We ride 50 miles down the Anchorage - Seward Highway, thoughts of soft beds and dry sheets billowing through our hypothermic, calorie-deprived brains …
It rained all night in Anchorage so I'm glad we were in the hostel. Wendell in his infinite wisdom decided we should take the city bus to the south end of Anchorage. This cut off 10 miles of our ride through what is essentially Everett. So we bypassed what would have been an icky ride. Alaska has a lot of paved separated bike paths, but there is no map and no signs letting you know where they are. they do weird things like the one we rode on along the Seward highway crossed in the middle of the highway. There wasn't an intersection, no light, no stop sign, no crosswalk, just boom, you're expected to cross a busy 4 lane highway and pick up the train on the other side. Maps show connections between roads with nice red lines or whatever and make it look easy, but when you get to the intersection it isn't always as easy as it looks on the map. We stood on the bridge looking down at Seward highway knowing it was where we needed to be, but not sure how to get there. We ended up riding down an onramp onto what looked like I -5. After about a mile it went down to two lanes and felt more like what we expected to be riding on. The first 40 miles of our ride was along Turnagain Arm. The wind was blowing North at 20 - 30 miles an hour. We were riding South. Knowing I wouldn't last I had Wendell ride point and I drafted him. Drafting involves riding very close to the person in front of you. So I spent most of the ride looking at his front tire. Wendell could maintain a steady pace except for the occasional gust of extra wind that would hit him like a wall. I looked up occasionally to see the pretty view, but not much. We stopped to look at the arm every now and then. Our average moving speed was about 4.5 miles an hour.

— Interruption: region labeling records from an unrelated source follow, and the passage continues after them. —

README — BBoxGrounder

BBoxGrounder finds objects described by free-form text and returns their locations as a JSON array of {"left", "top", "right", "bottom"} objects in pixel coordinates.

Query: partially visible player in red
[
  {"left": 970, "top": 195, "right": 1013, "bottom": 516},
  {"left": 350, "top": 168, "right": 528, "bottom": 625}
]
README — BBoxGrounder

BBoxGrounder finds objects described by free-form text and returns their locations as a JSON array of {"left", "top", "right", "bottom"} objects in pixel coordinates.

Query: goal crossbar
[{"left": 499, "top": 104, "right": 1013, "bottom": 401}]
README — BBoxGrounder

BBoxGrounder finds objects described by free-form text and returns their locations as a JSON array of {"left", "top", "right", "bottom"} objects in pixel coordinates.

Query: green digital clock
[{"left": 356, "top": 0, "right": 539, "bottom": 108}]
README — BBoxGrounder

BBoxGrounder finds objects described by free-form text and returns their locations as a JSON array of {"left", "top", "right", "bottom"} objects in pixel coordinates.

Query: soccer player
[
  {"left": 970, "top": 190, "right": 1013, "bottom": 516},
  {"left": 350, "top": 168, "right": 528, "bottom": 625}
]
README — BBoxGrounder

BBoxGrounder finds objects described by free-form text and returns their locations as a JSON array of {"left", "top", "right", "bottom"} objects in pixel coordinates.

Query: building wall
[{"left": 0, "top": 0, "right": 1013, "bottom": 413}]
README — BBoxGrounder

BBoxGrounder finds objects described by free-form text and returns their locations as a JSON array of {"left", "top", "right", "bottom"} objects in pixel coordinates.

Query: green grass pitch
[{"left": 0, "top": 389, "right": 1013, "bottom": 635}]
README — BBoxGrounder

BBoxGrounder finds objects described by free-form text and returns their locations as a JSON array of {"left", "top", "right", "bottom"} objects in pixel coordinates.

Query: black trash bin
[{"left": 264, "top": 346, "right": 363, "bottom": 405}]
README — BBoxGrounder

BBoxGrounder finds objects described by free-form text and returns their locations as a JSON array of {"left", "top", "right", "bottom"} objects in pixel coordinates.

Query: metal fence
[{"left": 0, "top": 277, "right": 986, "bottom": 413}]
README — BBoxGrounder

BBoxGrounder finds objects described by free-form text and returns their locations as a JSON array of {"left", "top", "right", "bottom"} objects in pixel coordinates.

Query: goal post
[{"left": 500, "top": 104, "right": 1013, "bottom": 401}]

After 24 miles a bike path started and went for the next 12 miles almost to the end of Trunagain Arm. Some of it was sheltered from the wind, but not all of it. The path is really nice, they had cool information signs and view points, but we couldn't stop too often because the wind had put us behind schedule.
The tide is all the way out - note the mudflats behind us.
Hobbit posing next to the Windy and Dangerous Mudflats signs
During the big Alaskan earthquake in '64, the ground sank along Turnagin Arm, causing saltwater to flow into this area of trees - the saltwater killed the trees pretty quickly.
People kept telling us to "watch for Beluga whales" on Turnagin Arm, but the tide was out. Hobbit asked, "Can you see any Beluga Whales?" when I was looking over a mud flat and I quipped, "The only Belugas out there are Beluga Moles."
We stopped at a park and they had marble Beluga Whale statues coming out of the ground, so we snapped a photo of Hobbit with one of them.